Mobile money drives demand for financial services
The Visa Mobile Money study analysed the financial services needs and expectations of mobile money among nearly 2 500 consumers, mobile money agents, and merchants in Bangladesh, Ghana, India, Indonesia, Nigeria and Pakistan.
The results reveal that consumers' needs for financial services are far more sophisticated than previously believed and go well beyond the established transaction set offered by mobile money services today. The study also found that security concerns associated with carrying cash and the need to quickly send money to family members living far away are among the key drivers for mobile money adoption.
"Thanks to the mobile money community, millions of previously unbanked people are now able to make basic electronic transactions such as person-to-person and bill payments. Our potential for driving far reaching social and economic change, while at the same time growing transaction volumes in developing countries, is significant. But we'll limit that potential if we don't learn to stop and really listen to our customers," said Hannes van Rensburg, CEO of Fundamo and group country manager, sub-Saharan Africa, Visa Inc.
The Visa study suggests that the success of mobile financial services is determined by how deeply a mobile money provider understands its customers and tailors the service to the needs of consumers and mobile money agents - from service menus, to marketing and education. The study also uncovered key barriers to adoption and identified best practices for mobile money providers.
Key Findings
- Awareness of mobile money is high
- Consumers have complex, sophisticated financial services needs
- Preventing theft, ability to quickly send money drives adoption
- Ease of use, trust and lack of interoperability are barriers to adoption
The study found there is high awareness of mobile money services and capabilities among consumers in developing economies. Across the six countries surveyed, average awareness stood at 56% and three countries stood out in particular: In Ghana, awareness was at 93% with MTN identified as the most known mobile money provider; in Pakistan 89% of the public are mobile money aware and easyPaisa is the most recognised brand; and 53% of consumers in Bangladesh were aware of mobile money and identified bKash as the leading brand.

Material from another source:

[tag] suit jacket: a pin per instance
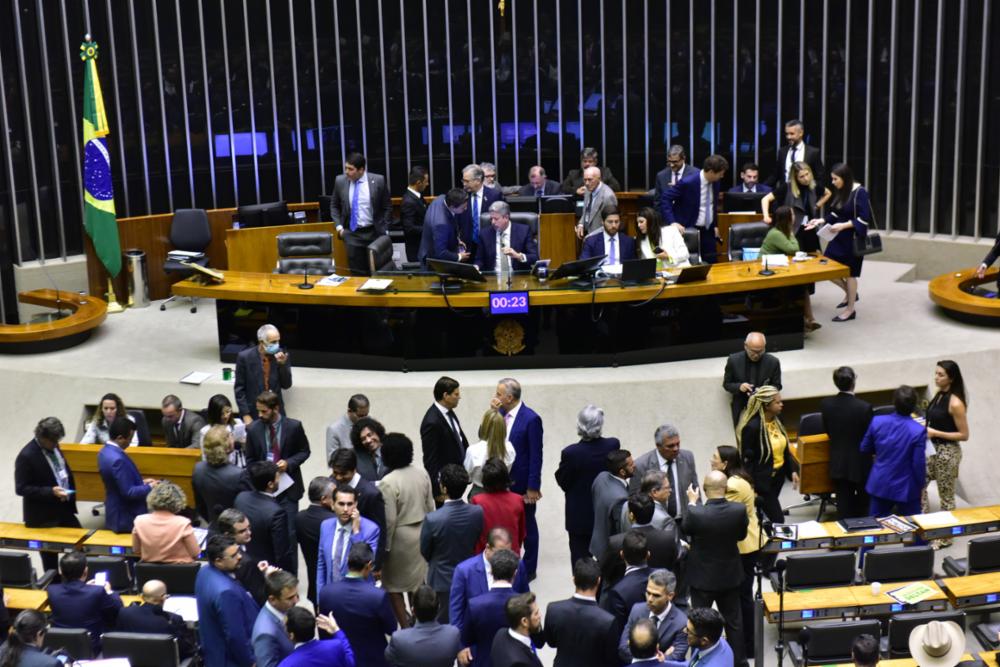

While many survey participants did not have a formal financial account, several examples of complex and sophisticated money management systems emerged across the six markets. Using a range of techniques, the majority of respondents shared how they set money aside for education, healthcare, emergencies and life events. The majority of consumers surveyed intend to use mobile money to send money to family members (81%), pay utility bills (56%) and save money for their family (52%).
The primary driver and reason to adopt mobile financial services, according to the study, is not to establish formal savings, but rather the need to protect funds from theft and the ability to more easily send funds, pay bills, school fees, etc. Across the six countries, 80% of respondents cited "safety of not having to carry around a lot of cash" as the primary perceived benefit of mobile money, while 63% of respondents listed "speed of getting money to family members living far away" as the second most important benefit.
Across the countries where surveys took place, respondents cited ease of use (64%), lack of trust in mobile money providers and agents (55%), and lack of interoperability with other mobile money services (28%), as primary barriers to adoption.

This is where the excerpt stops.